Noodles
The sequel will probably be better.
- Joined
- Sep 20, 2018
- Messages
- 5,859
- Location
- Illinois
- SL Rez
- 2006
- Joined SLU
- 04-28-2010
- SLU Posts
- 6947
I wanted to do a simple follow-up example on this and only just got around to doing it.Are these AI art generation clients downloaded or are they hosted in a web environment?
I downloaded and used an app called Face Fusion for this.
GitHub - facefusion/facefusion: Industry leading face manipulation platform
Industry leading face manipulation platform. Contribute to facefusion/facefusion development by creating an account on GitHub.
It's pretty much as simple as downloading it and running the Python launcher, it shows up in a simple local web interface on your local PC. You select a video, you select ONE image for the new face. This is a short clip, it took about 3 and a half minutes to render out on my 3070 gaming PC.
I fed it this image of my SL Avatar, which isn't even a good source because it's a little distant and there is hair in front of the eyes, which in my testing is usually a problem. But it was the only one I had handy that didn't have glasses on (Glasses really screw it up)

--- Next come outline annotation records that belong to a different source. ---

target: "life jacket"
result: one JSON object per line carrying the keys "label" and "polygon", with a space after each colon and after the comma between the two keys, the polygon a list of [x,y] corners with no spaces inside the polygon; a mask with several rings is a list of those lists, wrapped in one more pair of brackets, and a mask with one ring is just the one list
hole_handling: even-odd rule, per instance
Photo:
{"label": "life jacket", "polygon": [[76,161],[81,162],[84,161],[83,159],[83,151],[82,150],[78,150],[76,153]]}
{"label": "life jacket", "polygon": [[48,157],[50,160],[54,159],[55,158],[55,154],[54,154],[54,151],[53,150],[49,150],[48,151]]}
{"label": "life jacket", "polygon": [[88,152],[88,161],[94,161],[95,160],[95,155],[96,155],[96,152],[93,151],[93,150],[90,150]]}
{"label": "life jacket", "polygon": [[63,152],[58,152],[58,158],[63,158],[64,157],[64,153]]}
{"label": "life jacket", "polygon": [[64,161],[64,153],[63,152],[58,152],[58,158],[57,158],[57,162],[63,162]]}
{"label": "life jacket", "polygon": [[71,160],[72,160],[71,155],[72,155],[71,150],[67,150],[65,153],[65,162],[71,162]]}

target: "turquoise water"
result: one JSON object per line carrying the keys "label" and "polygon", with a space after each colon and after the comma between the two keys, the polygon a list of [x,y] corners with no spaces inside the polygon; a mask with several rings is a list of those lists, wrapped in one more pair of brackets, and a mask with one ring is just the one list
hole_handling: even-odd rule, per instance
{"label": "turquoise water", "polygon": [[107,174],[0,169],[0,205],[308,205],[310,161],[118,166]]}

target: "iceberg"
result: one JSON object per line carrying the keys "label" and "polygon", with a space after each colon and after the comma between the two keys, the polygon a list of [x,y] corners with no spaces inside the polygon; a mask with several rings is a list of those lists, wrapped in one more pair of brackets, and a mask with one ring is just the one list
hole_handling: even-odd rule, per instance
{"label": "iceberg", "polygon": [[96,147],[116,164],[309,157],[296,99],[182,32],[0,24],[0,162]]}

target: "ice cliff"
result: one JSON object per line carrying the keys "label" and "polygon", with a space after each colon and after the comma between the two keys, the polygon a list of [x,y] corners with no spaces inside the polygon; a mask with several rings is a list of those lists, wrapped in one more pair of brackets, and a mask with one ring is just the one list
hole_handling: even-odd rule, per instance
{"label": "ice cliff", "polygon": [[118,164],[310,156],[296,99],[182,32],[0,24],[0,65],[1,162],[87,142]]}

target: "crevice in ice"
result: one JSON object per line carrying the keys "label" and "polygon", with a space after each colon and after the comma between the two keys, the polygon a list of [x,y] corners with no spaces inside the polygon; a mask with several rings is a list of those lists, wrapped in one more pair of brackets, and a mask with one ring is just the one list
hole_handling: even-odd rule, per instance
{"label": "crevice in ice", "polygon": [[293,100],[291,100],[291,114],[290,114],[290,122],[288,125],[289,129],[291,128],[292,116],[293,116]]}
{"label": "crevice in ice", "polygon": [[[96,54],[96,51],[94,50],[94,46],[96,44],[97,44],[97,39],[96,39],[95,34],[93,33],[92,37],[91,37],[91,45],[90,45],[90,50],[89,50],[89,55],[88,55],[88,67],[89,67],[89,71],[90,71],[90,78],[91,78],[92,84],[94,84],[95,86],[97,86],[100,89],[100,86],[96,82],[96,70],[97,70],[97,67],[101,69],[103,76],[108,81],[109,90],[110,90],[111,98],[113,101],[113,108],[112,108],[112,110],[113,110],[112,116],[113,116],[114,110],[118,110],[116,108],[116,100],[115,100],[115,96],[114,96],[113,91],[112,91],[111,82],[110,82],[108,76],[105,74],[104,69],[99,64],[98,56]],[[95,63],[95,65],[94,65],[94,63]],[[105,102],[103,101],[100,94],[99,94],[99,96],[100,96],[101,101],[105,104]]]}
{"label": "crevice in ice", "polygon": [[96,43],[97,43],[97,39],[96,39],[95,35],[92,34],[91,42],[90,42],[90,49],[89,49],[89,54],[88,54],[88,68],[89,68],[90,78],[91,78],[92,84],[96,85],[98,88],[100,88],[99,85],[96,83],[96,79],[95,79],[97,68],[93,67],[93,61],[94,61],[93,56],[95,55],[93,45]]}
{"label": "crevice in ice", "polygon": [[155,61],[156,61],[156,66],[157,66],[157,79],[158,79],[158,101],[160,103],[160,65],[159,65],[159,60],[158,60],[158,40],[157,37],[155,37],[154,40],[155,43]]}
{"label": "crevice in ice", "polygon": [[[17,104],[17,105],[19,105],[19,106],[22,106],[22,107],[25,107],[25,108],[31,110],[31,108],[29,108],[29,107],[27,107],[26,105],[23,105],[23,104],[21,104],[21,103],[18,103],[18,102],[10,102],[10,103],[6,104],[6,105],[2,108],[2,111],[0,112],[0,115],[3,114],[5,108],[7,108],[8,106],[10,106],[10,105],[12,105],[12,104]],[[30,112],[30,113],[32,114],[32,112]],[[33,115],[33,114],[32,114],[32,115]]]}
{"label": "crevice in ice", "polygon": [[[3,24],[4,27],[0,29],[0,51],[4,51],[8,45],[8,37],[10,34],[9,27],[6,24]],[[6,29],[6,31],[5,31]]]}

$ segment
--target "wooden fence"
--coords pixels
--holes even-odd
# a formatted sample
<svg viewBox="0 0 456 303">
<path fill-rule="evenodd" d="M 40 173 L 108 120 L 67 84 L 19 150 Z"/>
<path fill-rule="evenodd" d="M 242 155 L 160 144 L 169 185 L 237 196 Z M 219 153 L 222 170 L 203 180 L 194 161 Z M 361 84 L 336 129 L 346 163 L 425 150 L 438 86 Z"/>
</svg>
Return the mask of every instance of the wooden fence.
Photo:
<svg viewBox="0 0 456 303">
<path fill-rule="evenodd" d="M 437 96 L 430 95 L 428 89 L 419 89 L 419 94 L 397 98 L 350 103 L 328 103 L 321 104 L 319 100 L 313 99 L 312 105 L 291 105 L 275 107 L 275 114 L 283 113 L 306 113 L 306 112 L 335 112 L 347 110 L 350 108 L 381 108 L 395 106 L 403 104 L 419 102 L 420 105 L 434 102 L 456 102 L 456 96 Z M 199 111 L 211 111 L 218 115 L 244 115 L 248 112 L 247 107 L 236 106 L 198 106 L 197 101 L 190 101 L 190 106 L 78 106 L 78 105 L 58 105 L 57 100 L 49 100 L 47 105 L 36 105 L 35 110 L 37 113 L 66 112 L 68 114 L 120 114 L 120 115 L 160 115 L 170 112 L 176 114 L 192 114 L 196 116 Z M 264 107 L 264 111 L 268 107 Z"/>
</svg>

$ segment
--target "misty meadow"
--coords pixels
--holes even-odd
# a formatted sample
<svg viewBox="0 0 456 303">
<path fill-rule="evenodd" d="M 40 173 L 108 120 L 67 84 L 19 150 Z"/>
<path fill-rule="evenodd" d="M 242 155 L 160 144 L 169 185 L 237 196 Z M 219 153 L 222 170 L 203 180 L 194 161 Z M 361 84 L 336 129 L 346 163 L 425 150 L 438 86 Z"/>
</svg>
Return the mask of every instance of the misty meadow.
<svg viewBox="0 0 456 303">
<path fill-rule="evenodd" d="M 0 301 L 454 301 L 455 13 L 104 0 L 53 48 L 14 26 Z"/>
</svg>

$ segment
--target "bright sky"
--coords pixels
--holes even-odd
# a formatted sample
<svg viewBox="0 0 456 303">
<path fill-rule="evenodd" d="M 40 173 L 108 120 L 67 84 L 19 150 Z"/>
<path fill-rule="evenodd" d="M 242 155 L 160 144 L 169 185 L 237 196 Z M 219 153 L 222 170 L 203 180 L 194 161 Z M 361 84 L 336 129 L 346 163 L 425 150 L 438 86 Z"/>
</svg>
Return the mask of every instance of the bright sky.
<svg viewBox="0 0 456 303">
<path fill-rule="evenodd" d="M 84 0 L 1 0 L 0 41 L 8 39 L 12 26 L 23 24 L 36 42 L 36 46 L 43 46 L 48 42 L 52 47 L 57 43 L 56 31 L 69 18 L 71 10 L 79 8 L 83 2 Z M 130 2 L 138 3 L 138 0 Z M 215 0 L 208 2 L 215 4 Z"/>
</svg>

I then gave it a random Taylor Swift GIF I had downloaded, and got this video as output.
https://imgur.com/w4NYoXp
It's a link because the embed doesn't want to play for me.
I've done this with long videos too, like an hour long, it takes longer, it gets a little glitchy sometimes, when the subject in the video is not looking at the camera. I find you can go a long way to combat this if you crank up the "Reference Face Distance" to max and drop the "Face Mask Blur" really low. The mouth in this one is really weird, but I think a lot of that is because I used an SL avatar as the face to replace.
It will also just do straight image to image replacement too, which is instant.
The point is mostly, this is very very easy to do on hardware at home.